Соседу по палате девяносто пять. К нему приставлена сиделка, но н ещё крепкий и делает всё сам. Он кларнетист, выступал на всех подмосках мира, подолгу гастролировал в Америке, Европе. Он был лично знаком со всеми мировыми знаменитостями, гостил у Растроповича, Ойстраха и его последний юбилей в Большом театре был грандиозным.
Его никто не навещает.

- Мне сорок, семьи не завел, дом не построил, - плачет мне в жилетку худощавый лысоватый грузин, - а теперь кому я нужен.
Вчера ему вшили клапан для постоянного диалеза.
Мой диагноз был под вопросом.
Может, обойдётся?
То и дело протирая вспотевший лоб, я метался между страхом и надеждой, не замечая плачущего грузина.
А через день меня посадили на диалез.
И как теперь жить?
Мне никто не звонит.
Целыми днями я ломаю голову, где достать пистолет. 

Тиннитус прошёл.

Хотя дело не в пистолете. “Одним говнюком меньше, - уговариваю я себя – подумаешь, одним меньше”. Но пороху всё равно не хватает. Размазня! Каким был всю жизнь, таким и остался.
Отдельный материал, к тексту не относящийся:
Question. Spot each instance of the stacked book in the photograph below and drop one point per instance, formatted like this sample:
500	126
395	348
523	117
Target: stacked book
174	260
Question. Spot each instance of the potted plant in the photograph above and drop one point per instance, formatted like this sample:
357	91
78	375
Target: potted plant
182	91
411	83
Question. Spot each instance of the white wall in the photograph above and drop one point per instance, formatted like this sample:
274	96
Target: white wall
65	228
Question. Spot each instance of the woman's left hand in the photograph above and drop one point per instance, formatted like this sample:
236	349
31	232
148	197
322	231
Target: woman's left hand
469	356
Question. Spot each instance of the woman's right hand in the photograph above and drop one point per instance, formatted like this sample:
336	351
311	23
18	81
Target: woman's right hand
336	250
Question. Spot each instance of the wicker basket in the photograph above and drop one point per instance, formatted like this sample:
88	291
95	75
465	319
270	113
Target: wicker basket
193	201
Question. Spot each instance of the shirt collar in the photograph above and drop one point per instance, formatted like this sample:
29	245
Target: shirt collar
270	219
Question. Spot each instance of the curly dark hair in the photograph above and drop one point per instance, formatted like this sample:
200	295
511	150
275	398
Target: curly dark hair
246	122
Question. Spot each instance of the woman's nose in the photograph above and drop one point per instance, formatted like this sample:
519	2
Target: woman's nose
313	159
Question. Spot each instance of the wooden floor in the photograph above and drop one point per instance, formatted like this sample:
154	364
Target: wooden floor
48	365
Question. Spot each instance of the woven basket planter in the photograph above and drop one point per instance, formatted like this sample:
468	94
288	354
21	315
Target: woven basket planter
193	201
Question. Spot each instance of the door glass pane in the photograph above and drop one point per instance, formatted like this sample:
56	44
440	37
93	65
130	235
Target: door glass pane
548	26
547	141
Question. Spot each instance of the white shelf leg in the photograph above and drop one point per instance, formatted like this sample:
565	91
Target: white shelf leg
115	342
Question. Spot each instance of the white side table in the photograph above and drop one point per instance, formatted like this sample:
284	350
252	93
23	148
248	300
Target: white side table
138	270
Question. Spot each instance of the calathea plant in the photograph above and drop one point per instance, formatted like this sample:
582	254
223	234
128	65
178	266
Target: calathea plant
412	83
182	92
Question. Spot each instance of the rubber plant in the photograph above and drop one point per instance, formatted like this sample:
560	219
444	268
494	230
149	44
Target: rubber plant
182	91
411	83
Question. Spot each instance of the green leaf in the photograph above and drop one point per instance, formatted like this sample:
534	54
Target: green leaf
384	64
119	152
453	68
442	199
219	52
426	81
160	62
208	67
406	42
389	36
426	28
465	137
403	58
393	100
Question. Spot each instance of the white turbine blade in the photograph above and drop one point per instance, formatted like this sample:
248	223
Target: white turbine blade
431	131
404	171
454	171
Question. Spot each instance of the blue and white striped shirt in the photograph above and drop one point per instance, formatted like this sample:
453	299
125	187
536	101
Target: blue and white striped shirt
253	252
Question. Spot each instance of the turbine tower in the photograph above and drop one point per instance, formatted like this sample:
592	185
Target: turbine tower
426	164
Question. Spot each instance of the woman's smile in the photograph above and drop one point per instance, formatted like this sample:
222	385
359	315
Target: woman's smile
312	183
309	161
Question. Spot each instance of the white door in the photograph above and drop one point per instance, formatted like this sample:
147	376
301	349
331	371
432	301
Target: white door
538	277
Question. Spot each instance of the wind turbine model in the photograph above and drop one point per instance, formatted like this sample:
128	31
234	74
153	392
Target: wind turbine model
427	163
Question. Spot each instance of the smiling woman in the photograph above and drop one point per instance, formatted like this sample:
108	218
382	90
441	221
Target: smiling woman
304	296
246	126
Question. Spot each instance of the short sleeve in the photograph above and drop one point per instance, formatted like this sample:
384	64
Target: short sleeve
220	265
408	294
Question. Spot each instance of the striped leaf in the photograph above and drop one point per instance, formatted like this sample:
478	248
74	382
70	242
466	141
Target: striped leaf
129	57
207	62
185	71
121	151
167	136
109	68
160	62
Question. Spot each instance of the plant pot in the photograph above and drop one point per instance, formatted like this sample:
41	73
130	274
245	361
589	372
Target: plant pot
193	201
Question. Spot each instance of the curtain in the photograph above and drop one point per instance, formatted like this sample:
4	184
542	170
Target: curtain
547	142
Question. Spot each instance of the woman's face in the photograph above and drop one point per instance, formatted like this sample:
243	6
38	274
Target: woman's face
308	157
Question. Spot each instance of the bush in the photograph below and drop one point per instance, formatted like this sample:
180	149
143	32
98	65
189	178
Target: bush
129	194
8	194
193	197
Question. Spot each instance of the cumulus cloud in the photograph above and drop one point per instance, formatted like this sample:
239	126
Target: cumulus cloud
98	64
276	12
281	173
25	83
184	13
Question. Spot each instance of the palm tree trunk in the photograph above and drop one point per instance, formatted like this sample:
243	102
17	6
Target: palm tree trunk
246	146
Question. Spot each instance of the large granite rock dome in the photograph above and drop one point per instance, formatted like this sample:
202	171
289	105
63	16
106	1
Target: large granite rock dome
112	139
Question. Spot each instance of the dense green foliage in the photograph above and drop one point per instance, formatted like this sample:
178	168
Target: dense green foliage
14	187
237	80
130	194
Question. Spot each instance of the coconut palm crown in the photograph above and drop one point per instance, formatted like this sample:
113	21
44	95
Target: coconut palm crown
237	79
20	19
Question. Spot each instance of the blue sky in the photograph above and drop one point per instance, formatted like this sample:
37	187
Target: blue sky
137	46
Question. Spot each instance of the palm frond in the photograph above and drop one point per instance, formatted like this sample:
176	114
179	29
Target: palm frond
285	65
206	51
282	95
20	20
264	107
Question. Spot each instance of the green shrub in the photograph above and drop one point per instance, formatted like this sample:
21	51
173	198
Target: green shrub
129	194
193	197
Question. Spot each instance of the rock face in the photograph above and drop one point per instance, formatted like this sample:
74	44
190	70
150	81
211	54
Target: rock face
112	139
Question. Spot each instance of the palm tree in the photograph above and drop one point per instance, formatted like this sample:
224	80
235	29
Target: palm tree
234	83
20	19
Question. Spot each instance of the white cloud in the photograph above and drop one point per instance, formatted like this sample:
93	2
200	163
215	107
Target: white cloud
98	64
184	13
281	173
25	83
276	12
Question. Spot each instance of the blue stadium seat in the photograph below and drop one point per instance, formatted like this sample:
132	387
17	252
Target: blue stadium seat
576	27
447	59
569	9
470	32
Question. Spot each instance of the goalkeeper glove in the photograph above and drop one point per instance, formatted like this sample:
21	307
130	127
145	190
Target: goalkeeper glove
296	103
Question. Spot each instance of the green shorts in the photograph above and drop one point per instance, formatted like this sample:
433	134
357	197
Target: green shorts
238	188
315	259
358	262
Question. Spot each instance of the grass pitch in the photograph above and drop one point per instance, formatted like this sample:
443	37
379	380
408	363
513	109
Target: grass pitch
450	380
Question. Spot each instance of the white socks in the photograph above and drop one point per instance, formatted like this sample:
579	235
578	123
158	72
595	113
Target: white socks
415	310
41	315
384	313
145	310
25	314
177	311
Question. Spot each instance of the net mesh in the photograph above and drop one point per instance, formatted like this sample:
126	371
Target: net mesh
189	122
Неделю оформлялись бумаги, мне дали первую группу инвалидности, а после этого я попал в диалезный зал. Вместо кладбища.

https://www.youtube.com/watch?v=KirU3Rk0kCA&t=108s

А вскоре у меня нашли онкологию. На дне колодца, куда меня затягивает, ухмыляется смерть, которая бросает мне под ноги чёрные метки.
Ну вот все и разрешилось. Буднично, будто сигарету докурил. Я перебираю способы уйти из жизни. Традиционные: выброситься из окна , повеситься меня пугают – вот странно, в моем-то положениии. Останаливаюсь на героине, передоз в самый раз, говорят, просто заснешь сладко-сладко. Будто и не жил. А может, так оно и было? Разве это всё не было сном, дурным, бессмысленным сном. К чёрту философию! Итак, героин. Но неожиданно появилась проблема. Я хочу жить! Я страстно хочу жить!